The 2019-2020 budget passed by a vote of 4-0, with Mayor Bluferd Eldreth and alderman Max Yates absent for the vote. The adopted budget totals $1,722,367 as requested in last month’s meeting.
The one-cent property tax increase will add roughly $12,000 to town revenue, which alderman Mark Johnston said will be allocated for the police department.
“We’re preparing for trying to keep officers on duty 24/7,” Johnston said. “This new road is going to bring a lot more traffic and people to town. We’re trying to be prepared for that situation.”
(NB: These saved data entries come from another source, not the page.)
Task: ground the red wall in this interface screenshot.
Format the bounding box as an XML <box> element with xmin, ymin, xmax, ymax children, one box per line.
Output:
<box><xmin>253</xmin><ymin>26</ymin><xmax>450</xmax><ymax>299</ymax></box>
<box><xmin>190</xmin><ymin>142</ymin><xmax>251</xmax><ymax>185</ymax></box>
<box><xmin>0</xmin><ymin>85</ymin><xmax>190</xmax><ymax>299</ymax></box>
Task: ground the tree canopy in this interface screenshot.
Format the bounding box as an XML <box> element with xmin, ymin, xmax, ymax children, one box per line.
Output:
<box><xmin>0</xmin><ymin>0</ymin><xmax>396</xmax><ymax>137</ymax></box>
The approved budget sets aside $497,200 for the Jefferson Police Department, including $267,000 for salaries, $261,000 for retirement, $10,000 for automotive supplies, $15,800 for insurance and bonds and $10,000 for new equipment.
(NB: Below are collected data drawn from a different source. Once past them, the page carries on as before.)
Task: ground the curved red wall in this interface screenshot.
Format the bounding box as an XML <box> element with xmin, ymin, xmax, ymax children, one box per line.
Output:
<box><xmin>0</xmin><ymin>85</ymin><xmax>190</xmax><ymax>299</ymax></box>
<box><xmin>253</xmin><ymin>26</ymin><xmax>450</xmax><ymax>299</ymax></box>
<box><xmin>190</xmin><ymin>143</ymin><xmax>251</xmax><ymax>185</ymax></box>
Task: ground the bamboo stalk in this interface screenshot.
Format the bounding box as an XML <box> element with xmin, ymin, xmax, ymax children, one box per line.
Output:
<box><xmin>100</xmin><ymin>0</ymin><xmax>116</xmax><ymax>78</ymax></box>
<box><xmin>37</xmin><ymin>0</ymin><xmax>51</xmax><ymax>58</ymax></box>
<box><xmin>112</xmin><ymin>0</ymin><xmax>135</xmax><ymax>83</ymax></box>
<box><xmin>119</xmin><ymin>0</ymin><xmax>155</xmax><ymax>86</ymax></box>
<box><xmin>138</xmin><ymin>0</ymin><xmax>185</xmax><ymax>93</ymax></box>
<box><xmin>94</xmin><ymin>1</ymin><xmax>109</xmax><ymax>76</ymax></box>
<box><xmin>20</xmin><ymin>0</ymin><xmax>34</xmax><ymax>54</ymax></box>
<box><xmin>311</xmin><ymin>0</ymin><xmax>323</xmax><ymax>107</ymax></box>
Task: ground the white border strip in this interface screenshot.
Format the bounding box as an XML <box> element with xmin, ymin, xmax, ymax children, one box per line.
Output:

For streets in the town, $327,400 was set aside, including $68,000 for salaries and wages, $59,000 for utilities, $75,000 for street repair and $50,000 for new equipment. Howell said in last month’s meeting that the $50,000 for new equipment is needed to replace a new truck for the town, on top of regular equipment costs.
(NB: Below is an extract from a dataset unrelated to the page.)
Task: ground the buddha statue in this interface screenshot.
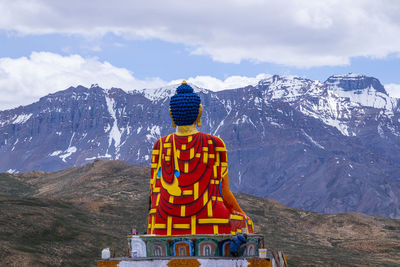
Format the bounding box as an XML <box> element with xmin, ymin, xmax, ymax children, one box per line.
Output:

The approved budget also allocates $248,750 for administration. This includes $124,000 for salaries and wages, $35,000 for professional services, $10,800 for retirement and $8,200 for utilities.
A total of $897,400 is allocated for water and sewage, which Town Manager Cathy Howell said will be used for repairs and maintenance for the water and sewage plants.
During the meeting, Alderwoman Cathy Ballou spoke on behalf of some town residents who want to hold an election to allow alcohol by the drink in restaurants.
“It is a revenue source that would keep the town from having to raise taxes,” Johnston said.
Johnston added that with the growth that West Jefferson is experiencing, restaurants will soon be looking for new areas where they can open. Johnston said that the Town of Jefferson could be a good area for expansion, and allowing sales of alcohol by the drink could lead to more restaurants opening in the town.
Johnston also expressed concerns regarding the idea.
“It’s an expensive proposition to put on a town election,” Johnston said, adding that there will be plenty of opposition to keep liquor out of Jefferson.
He then suggested that those interested in holding an election should form a committee and gather signatures. A certain percentage of town residents would be required, and those who sign the petition would have to be tax-paying residents of the Town of Jefferson and be a registered voter in the town limits.
“It’s a number to show us that they’re interested,” alderman Charles Caudill said.
No official decision was made by the Board of Aldermen in regards to the election to allow alcohol by the drink in restaurants.
The next Jefferson Board of Aldermen meeting will be held on Monday, July 22, at 7 p.m.